Faith Shearin’s books of poetry include: The Owl Question (May Swenson Award), Moving the Piano, Telling the Bees, Orpheus,Turning (Dogfish Poetry Prize), Darwin’s Daughter, and Lost Language (forthcoming Press 53). She has received awards from Yaddo, the National Endowment for the Arts, and the Fine Arts Work Center in Provincetown. Her poems have been read aloud on The Writer’s Almanac and included in American Life in Poetry. She lives in Amherst, Massachusetts.

 

Two poems by Barbara Crooker

INERTIA

Night knocks
over its cup of black coffee,
but I’m too tired to wipe it up.
I’m sitting in a metal lawn
chair thinking it’s too much
work to lift my wine glass, drink
the last bit of Blanc de Blancs.
And it’s too dark to see
if there are any fruit flies in it,
gone to their happy reward.
Fireflies rise
from the tired lawn,
flash half-heartedly,
“Pick me, pick me.”

 

WATER MUSIC FROM THE LITTLE JORDAN:

Singing over rock, breaking over riprap,
strands that separate, then braid again.
Three blue jays land on the grass,
mirrors of a sky that’s in love with them.
They flap off, all discourse and discord,
like a squawk of politicians.  The water
keeps moving, seeking lower ground,
always in a hurry, muttering to itself.
Water says life is nothing but a brief
rush, a gush over obstacles,
and then, the sea.

 

Barbara Crooker is a poetry editor for Italian Americana and author of nine books; Some Glad Morning, Pitt Poetry Series, is the latest.
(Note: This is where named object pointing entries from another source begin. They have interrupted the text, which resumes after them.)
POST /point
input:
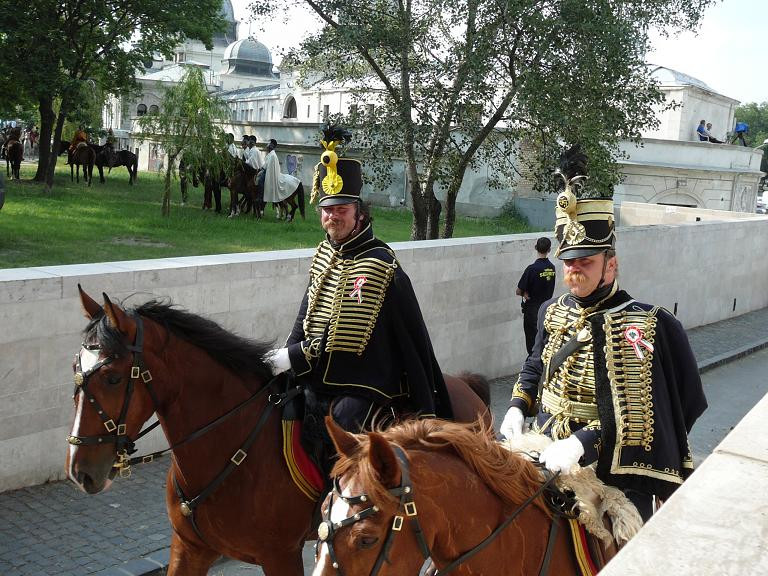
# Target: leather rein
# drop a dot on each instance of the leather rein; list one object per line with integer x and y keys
{"x": 327, "y": 529}
{"x": 125, "y": 445}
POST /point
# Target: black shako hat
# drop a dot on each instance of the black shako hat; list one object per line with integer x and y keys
{"x": 584, "y": 223}
{"x": 336, "y": 180}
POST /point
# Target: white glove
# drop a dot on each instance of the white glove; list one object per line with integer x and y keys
{"x": 562, "y": 455}
{"x": 513, "y": 422}
{"x": 278, "y": 360}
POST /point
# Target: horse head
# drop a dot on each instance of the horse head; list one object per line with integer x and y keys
{"x": 373, "y": 500}
{"x": 430, "y": 493}
{"x": 111, "y": 396}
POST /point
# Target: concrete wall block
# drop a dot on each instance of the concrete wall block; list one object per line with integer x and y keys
{"x": 212, "y": 273}
{"x": 30, "y": 401}
{"x": 28, "y": 459}
{"x": 280, "y": 266}
{"x": 22, "y": 424}
{"x": 55, "y": 356}
{"x": 19, "y": 368}
{"x": 30, "y": 320}
{"x": 30, "y": 290}
{"x": 214, "y": 298}
{"x": 153, "y": 280}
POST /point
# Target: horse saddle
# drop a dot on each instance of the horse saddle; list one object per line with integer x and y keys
{"x": 303, "y": 448}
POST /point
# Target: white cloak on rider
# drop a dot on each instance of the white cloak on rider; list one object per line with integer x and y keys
{"x": 277, "y": 186}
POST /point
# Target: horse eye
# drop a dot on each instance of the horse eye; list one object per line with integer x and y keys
{"x": 366, "y": 542}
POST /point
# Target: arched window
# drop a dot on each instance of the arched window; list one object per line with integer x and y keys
{"x": 290, "y": 110}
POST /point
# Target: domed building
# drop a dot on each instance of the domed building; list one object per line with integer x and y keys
{"x": 247, "y": 57}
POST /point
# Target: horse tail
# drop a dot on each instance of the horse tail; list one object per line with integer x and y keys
{"x": 300, "y": 192}
{"x": 479, "y": 385}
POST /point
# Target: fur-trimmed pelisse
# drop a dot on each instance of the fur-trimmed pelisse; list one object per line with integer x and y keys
{"x": 594, "y": 497}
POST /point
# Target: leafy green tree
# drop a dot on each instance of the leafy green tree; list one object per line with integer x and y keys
{"x": 188, "y": 125}
{"x": 457, "y": 82}
{"x": 61, "y": 53}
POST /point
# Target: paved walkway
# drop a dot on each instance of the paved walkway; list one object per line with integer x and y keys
{"x": 56, "y": 530}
Her awards include the Best Book of Poetry 2018 from Poetry by the Sea, the WB Yeats Society of New York Award, the Thomas Merton Poetry of the Sacred Award, and three Pennsylvania Council on the Arts Fellowships. Her work appears in a variety of anthologies, including The Bedford Introduction to Literature.

5 poems by Ethel Rackin

This Late

in the day
the sky’s thirsty tilting
staring down on us—
all of it—the drinks—drunk—
as you and I might slip
into the kind of trance
we were in
at the beginning
if we’re not careful
if it’s still possible:
trust—arrive
on another side.

 

A Solitary Box

is arranged
to you it’s just
a box
but to me it holds
so much
forgiveness.

 

A Way Out

The shells you wear you
withdraw into—
by staying motionless
you prepare
a temporary explosion—
not to say whirlwind—
it’s in your nature.

 

Sun

Someday you’ll rise
and face the sun
head into the hills—
your heart’s interest—
nearly stunning
in your vicissitudes
you’ll shun that sun,
shadow.

 

Small Things

get to you
wherever you are you are
whether or not you leave
you leave—
this flowering triangle
will come to nothing
if you’re not steadfast
or true. Be the wind
in sail. All precious
metals.

 

 

Ethel Rackin is the author of three books of poetry: The Forever Notes (Parlor Press, 2013); Go On (Parlor Press, 2016), a National Jewish Book Award finalist; and Evening (Furniture Press, 2017). She is currently at work on Crafting Poems and Stories: A Guide to Creative Writing (Broadview Press). Her collaborative lyric sequence, “Soledad,” written with Elizabeth Savage, was awarded the Thomas Merton Prize for Poetry of the Sacred by Elizabeth Robinson, and another collaborative sequence, “Silent e,” is included in They Said: A Multi-Genre Anthology of Collaborative Writing (Black Lawrence Press, 2018). Her work has appeared in The American Poetry Review, Colorado Review, Columbia Poetry Review, Hotel Amerika, Jacket2, Kenyon Review, Poetry Daily, Verse Daily, Volt, and other journals. The recipient of a MacDowell Colony fellowship, she has taught at Penn State Brandywine, Haverford College, and Bucks County Community College in Pennsylvania, where she is a professor of English.